The United States District Court for the Western District of Washington has now, after the court and the parties reached an agreement on redactions of confidential business information, published the FRAND rate determination made last Friday, setting the royalties Google's Motorola Mobility can reasonably charge Microsoft for the use of Google's standard-essential patents (SEPs) in Microsoft's implementations of certain standards (the H.264 video codec standard and the IEEE 802.11 WiFi standard). This is a historic decision by Judge James L. Robart, the federal judge presiding over this contract litigation. No U.S. court has previously made a FRAND royalty determination at the request of an implementer of a standard (as opposed to a run-of-the-mill damages award for past infringement). We will now see many more FRAND determinations in the years ahead, also due to the proposed FTC-Google antitrust settlement.
The bottom line is that Motorola will get a few cents per unit of Microsoft products implementing the standards in question, resulting in a total annual amount of maybe a couple million dollars as opposed to the $4 billion annual payment Motorola originally demanded and defended last year as being "in fact reasonable [F]RAND]". The court set a range and a point. The range is needed to determine whether Motorola's initial royalty demand was reasonable and non-discriminatory. The point is what Microsoft will pay under the license Google's Motorola now has to extend. These are the per-unit amounts the court arrived at:
H.264 patents: The range is 0.555 cents ($.00555) per unit to 16.389 cents ($.16389) per unit. The lower bound (half a cent per unit) is what Microsoft will have to pay, as the court found that "Motorola did not demosntrate that its H.264 SEP portfolio provided significant technological value to Microsoft's products". Dozens of major H.264 patent holders make their patents available through the MPEG LA AVC/H.264 pool at similar rates, which the court considered, besides the fact that Google as an MPEG LA licensee agreed to reciprocity, "an indicator of a [F]RAND royalty rate". The court also found that Microsoft is an intended third-party beneficiary of a grant-back obligation in Google's license agreement with MPEG LA.
IEEE 802.1 patents: The per-Xbox royalty will be 3.471 cents ($.03471) per unit for the Xbox and 0.8 cents ($.008) per unit for all other Microsoft products using the standard; the range is 0.8 cents ($.008) to 19.5 cents ($.195) per unit. A Via Licensing pool of IEEE 802.11 SEPs was considered less successful than MPEG LA's AVC/H.264 pool but its rates were still found to be reasonably indicative of a FRAND rate for patents reading on this standard.

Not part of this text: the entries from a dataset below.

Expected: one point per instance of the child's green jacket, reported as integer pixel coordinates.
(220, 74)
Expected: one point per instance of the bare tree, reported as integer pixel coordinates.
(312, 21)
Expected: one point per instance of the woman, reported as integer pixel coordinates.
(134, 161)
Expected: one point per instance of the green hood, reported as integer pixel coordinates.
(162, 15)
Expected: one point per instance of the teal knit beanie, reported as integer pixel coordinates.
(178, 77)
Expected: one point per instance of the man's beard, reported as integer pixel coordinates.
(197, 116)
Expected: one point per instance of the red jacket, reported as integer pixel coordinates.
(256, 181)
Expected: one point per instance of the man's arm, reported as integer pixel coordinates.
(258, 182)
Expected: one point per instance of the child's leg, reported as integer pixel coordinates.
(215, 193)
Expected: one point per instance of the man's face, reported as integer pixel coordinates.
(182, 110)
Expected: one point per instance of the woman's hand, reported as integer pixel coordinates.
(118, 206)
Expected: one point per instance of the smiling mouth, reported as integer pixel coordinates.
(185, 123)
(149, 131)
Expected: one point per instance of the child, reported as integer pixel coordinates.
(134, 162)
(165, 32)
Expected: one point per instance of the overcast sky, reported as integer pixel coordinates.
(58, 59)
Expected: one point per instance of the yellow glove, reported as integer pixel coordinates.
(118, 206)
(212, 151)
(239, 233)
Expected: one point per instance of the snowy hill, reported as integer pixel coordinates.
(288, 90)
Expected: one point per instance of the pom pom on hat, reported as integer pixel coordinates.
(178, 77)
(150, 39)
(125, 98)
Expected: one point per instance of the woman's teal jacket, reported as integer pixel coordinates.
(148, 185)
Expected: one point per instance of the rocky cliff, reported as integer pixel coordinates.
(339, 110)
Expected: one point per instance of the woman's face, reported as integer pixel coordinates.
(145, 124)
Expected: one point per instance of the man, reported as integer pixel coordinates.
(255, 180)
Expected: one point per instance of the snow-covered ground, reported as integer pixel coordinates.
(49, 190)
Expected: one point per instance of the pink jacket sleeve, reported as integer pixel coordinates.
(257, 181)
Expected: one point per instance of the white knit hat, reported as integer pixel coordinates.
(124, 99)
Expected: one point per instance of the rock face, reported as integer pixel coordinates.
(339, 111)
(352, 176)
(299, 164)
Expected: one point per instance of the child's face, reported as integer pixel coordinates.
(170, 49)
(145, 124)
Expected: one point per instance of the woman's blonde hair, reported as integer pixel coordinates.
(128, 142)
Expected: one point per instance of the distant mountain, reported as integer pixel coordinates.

In terms of what Google can expect to get per year, it appears that these per-unit rates correspond to an annual payment of less than $1.8 million -- again, Motorola originally wanted $4 billion. Microsoft's position at the trial was that Motorola can ask for approximately $1.2 million a year. The court's determination is 50% higher than that one, but less than a 20th of a percent of Motorola's initial demand.
Even if "only" compared to Motorola's reduced demands, which were made at the FRAND rate-setting trial in November 2012 and included the suggestion that royalties relating to the H.264 video codec could be capped at $100 million to $125 million per year (which Motorola didn't say initially) and Xbox-related royalties for IEEE 802.11 would be in the "1.15 percent to 1.73 percent" range, the wholly-owned Google subsidiary will now have to content itself with very, very little.

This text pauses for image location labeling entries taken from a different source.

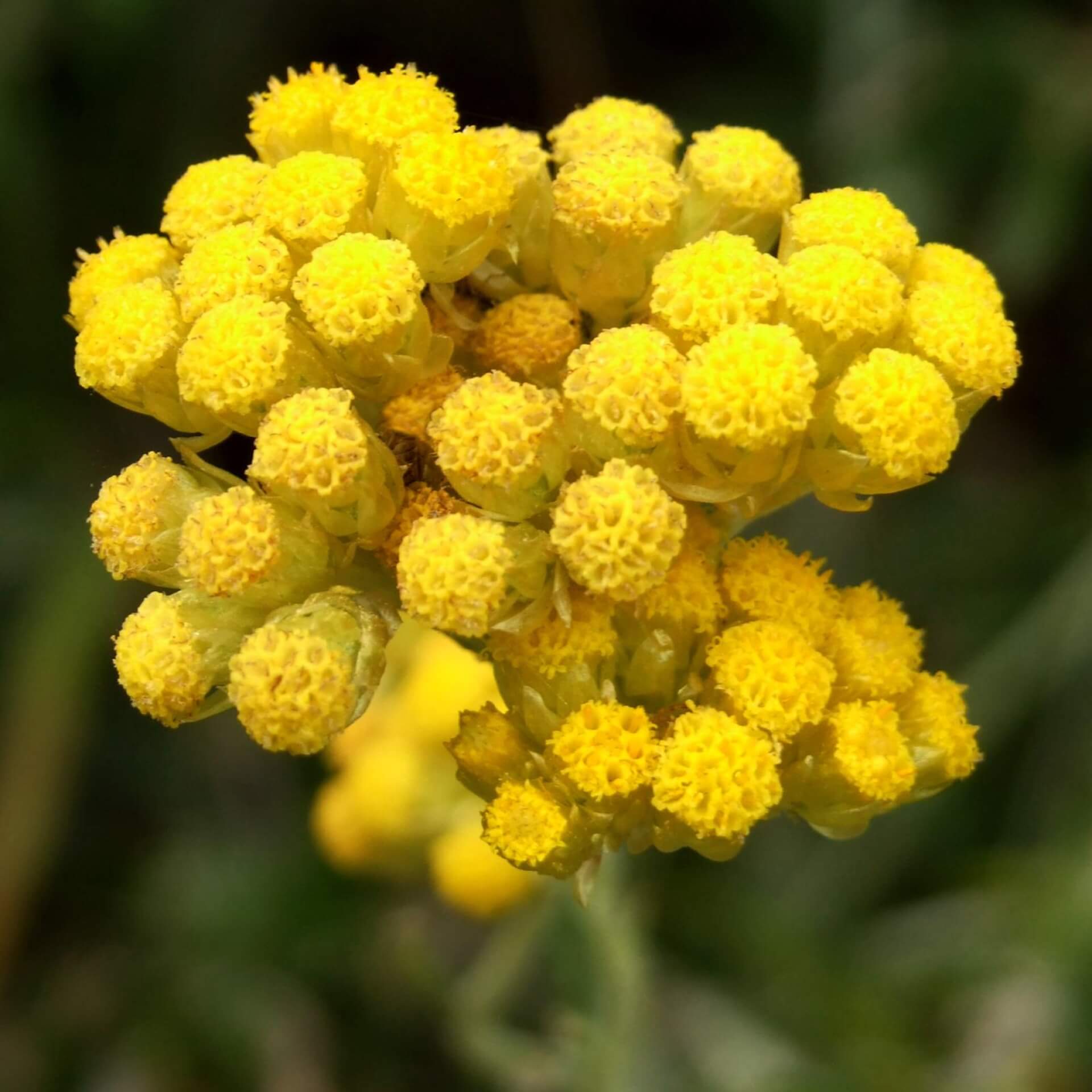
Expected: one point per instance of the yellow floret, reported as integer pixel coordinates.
(751, 386)
(529, 337)
(159, 662)
(130, 333)
(968, 339)
(609, 123)
(295, 116)
(453, 573)
(864, 220)
(627, 382)
(618, 532)
(764, 579)
(870, 751)
(211, 196)
(901, 412)
(491, 429)
(617, 195)
(699, 289)
(230, 542)
(774, 679)
(873, 647)
(313, 198)
(717, 776)
(293, 690)
(126, 259)
(358, 288)
(234, 261)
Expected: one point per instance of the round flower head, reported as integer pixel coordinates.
(751, 386)
(717, 776)
(211, 196)
(627, 383)
(529, 337)
(609, 123)
(295, 116)
(969, 340)
(126, 259)
(617, 532)
(699, 289)
(236, 260)
(900, 412)
(864, 220)
(764, 579)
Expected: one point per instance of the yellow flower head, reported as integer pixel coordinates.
(312, 198)
(774, 679)
(529, 337)
(128, 336)
(627, 382)
(614, 123)
(751, 386)
(491, 429)
(617, 532)
(764, 579)
(358, 288)
(699, 289)
(618, 195)
(717, 776)
(874, 648)
(870, 751)
(211, 196)
(864, 220)
(971, 342)
(236, 260)
(901, 412)
(453, 573)
(126, 259)
(295, 116)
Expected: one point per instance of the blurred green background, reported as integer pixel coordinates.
(165, 923)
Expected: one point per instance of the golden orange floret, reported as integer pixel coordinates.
(764, 579)
(689, 595)
(126, 259)
(295, 116)
(236, 260)
(230, 542)
(211, 196)
(864, 220)
(751, 386)
(453, 573)
(358, 288)
(127, 336)
(967, 338)
(873, 646)
(618, 195)
(159, 662)
(313, 197)
(774, 679)
(553, 647)
(901, 412)
(617, 532)
(868, 750)
(313, 442)
(717, 776)
(700, 288)
(627, 382)
(456, 176)
(524, 824)
(610, 123)
(380, 110)
(293, 690)
(529, 336)
(491, 428)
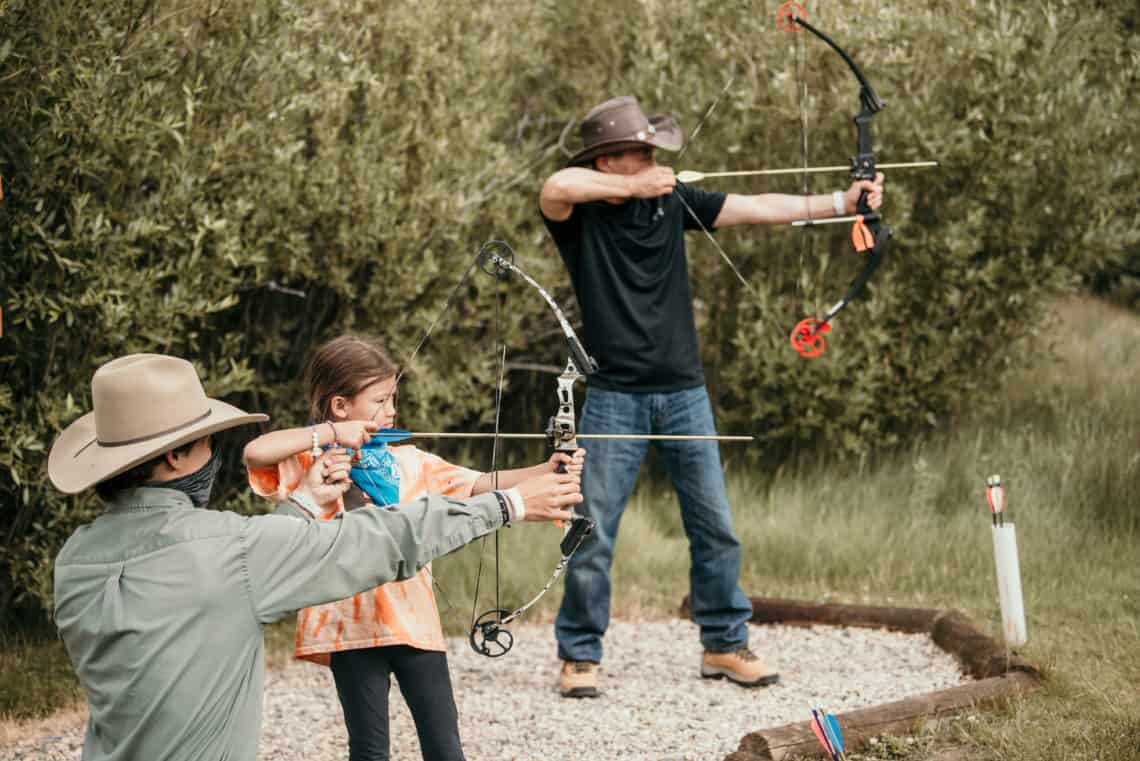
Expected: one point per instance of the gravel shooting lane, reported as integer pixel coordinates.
(653, 704)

This FRAND rate determination is a strategic win for Microsoft in its wider patent dispute and a strong indication that Google way overpaid for Motorola. I'll just reiterate what I wrote on Wednesday:
$12,500,000,000 certainly has a lot of zeroes, but $12,500,000,000 is a high price for a lot of zeroes. Zero enforceable injunctions against Microsoft in Germany. Zero enforceable injunctions against Apple in Germany if, as I predict, the push injunction against Apple is now lifted. Zero U.S. import bans (on Monday the ITC just tossed the sole remaining patent-in-suit in Motorola's case against Apple, and Google faces a high hurdle in its attempt to salvage its case against Microsoft after an Administrative Law Judge recommended its dismissal a month ago). Zero offensive wins in U.S. federal court.

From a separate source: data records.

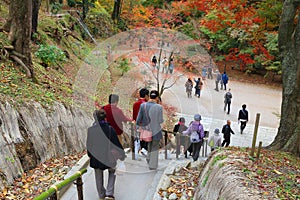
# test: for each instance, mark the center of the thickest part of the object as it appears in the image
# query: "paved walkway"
(139, 183)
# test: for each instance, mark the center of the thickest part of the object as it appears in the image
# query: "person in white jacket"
(215, 141)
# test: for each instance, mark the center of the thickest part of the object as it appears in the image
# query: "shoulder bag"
(145, 131)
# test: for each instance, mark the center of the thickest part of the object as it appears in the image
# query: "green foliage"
(270, 11)
(100, 24)
(124, 66)
(71, 3)
(50, 54)
(272, 44)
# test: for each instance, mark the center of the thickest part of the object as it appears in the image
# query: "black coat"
(101, 137)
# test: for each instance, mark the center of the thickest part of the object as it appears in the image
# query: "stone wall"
(221, 180)
(32, 134)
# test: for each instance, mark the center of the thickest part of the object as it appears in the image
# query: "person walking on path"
(243, 117)
(165, 64)
(184, 141)
(115, 115)
(227, 101)
(215, 140)
(196, 133)
(218, 80)
(154, 61)
(100, 138)
(171, 66)
(204, 72)
(209, 72)
(198, 87)
(226, 130)
(155, 113)
(144, 97)
(224, 80)
(189, 87)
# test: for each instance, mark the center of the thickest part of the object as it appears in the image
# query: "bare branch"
(19, 61)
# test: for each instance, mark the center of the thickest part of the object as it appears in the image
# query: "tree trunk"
(117, 10)
(35, 14)
(288, 136)
(19, 27)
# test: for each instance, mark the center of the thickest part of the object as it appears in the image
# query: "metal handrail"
(52, 191)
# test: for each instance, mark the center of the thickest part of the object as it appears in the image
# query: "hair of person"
(154, 94)
(144, 92)
(100, 114)
(113, 98)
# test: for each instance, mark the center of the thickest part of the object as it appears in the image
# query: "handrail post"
(53, 196)
(258, 151)
(79, 188)
(177, 139)
(132, 141)
(255, 134)
(166, 141)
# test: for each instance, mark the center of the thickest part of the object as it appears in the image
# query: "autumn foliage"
(236, 29)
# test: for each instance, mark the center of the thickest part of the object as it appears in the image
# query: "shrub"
(50, 54)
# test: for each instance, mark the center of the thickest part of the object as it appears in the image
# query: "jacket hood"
(195, 126)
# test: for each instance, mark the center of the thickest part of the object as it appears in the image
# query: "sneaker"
(110, 197)
(144, 152)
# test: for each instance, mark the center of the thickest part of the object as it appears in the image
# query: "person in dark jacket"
(101, 138)
(227, 101)
(144, 97)
(243, 117)
(225, 79)
(151, 113)
(184, 140)
(198, 127)
(226, 130)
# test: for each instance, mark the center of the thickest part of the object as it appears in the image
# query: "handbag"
(113, 154)
(145, 131)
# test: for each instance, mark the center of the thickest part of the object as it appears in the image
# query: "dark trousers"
(217, 86)
(227, 104)
(243, 125)
(144, 145)
(196, 150)
(226, 142)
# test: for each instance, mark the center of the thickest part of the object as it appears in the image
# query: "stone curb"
(81, 164)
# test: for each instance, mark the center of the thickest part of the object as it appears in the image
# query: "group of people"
(214, 141)
(221, 79)
(166, 65)
(105, 136)
(106, 132)
(198, 87)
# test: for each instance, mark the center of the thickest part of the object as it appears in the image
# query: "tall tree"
(35, 14)
(288, 136)
(117, 10)
(19, 26)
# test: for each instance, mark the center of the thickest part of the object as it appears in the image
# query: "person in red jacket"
(115, 116)
(144, 97)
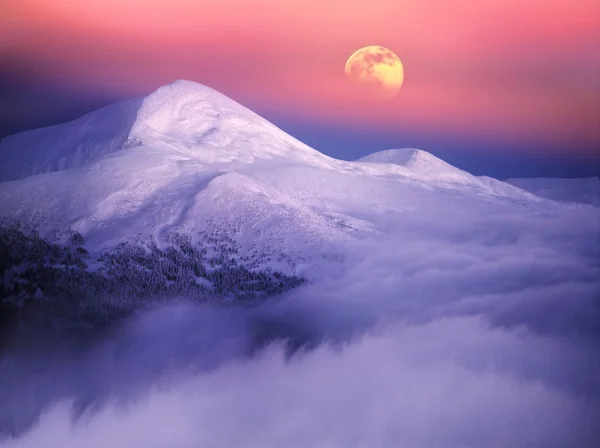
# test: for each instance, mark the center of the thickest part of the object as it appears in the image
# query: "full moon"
(377, 71)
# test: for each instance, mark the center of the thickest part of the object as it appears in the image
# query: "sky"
(505, 88)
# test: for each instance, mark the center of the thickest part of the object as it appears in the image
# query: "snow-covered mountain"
(186, 155)
(191, 185)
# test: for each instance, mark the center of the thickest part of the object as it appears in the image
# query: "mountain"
(186, 191)
(583, 190)
(421, 163)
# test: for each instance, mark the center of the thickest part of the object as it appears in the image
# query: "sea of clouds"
(466, 331)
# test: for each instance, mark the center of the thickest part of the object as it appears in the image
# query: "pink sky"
(527, 67)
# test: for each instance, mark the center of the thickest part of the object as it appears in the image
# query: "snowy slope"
(584, 190)
(433, 170)
(420, 162)
(69, 145)
(187, 156)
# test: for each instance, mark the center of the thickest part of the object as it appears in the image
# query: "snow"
(435, 298)
(585, 190)
(186, 155)
(421, 163)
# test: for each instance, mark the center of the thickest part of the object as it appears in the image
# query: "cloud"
(477, 330)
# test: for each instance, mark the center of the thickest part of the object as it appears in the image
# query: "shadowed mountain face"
(396, 300)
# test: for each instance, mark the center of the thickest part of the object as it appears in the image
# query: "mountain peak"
(419, 162)
(184, 116)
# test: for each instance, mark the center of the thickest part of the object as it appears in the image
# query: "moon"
(376, 71)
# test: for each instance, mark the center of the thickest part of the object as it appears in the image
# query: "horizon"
(506, 89)
(333, 141)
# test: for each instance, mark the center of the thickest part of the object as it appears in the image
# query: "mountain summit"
(184, 116)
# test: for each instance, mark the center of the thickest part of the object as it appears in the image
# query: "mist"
(463, 331)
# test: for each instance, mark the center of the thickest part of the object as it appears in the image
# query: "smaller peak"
(400, 156)
(422, 163)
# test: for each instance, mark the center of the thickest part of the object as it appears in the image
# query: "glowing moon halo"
(377, 71)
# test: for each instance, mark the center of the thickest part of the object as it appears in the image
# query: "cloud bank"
(461, 332)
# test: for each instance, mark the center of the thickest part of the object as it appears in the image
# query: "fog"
(454, 332)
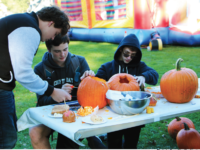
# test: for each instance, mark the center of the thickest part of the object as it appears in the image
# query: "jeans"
(131, 138)
(8, 120)
(66, 143)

The FRAND rate Judge Robart has set is not zero, technically speaking. But it's a whole lot closer to zero than to what Google's Motorola demanded (and to what Google paid for this patent portfolio).
Google may not have thought the deal through because it just wanted patents, desperately, after its losing bid for Nortel's far more valuable portfolio. Google was probably misguided by the number of patents the acquisition target held instead of understanding their very limited value. Last year an ITC judge already found that "Motorola was not interested in good faith negotiations and in extending a [F]RAND license" to Microsoft, but didn't say what Motorola is actually entitled to in light of its FRAND licensing obligation (the ITC doesn't make FRAND determinations and resolve contract disputes). Judge Robart has performed this complicated task. His findings of fact and conclusions of law are 207 pages long and contain some very sophisticated calculations. All the facts were on the table, and the result is that SEPs are not the answer to Android's patent infringement issues. Nor are Motorola's non-SEPs, which haven't given Google any serious leverage either.
The next step in the Seattle FRAND action, which Microsoft brought in November 2010 to enforce Motorola's FRAND licensing commitment, is a decision on Microsoft's claim that Google's Motorola breached its FRAND contract by making a blatantly unreasonable initial royalty demand. The court has already set a schedule for that process, envisioning a trial (which may or may not involve a jury) to begin on August 26, 2013. Motorola's counsel conceded last year that if the court found the initial royalty demand "blatantly unreasonable", this would constitute a breach of contract, entitling Microsoft to even further remedies (though Microsoft has already achieved its most important objective: it has enforced its entitlement to a license on FRAND terms, while Google is not entitled to injunctive relief against Microsoft over these patents). The breach-of-contract decision should be a fairly easy one -- frankly, it's hard to see why there's even a need for a trial to determine that the original $4 billion demand was far, far outside the FRAND range determined by the court, but it's too early to tell how this question may be resolved in the alternative to a trial. The outcome, however, is easy to predict, and will add to Google's SEP-related worries.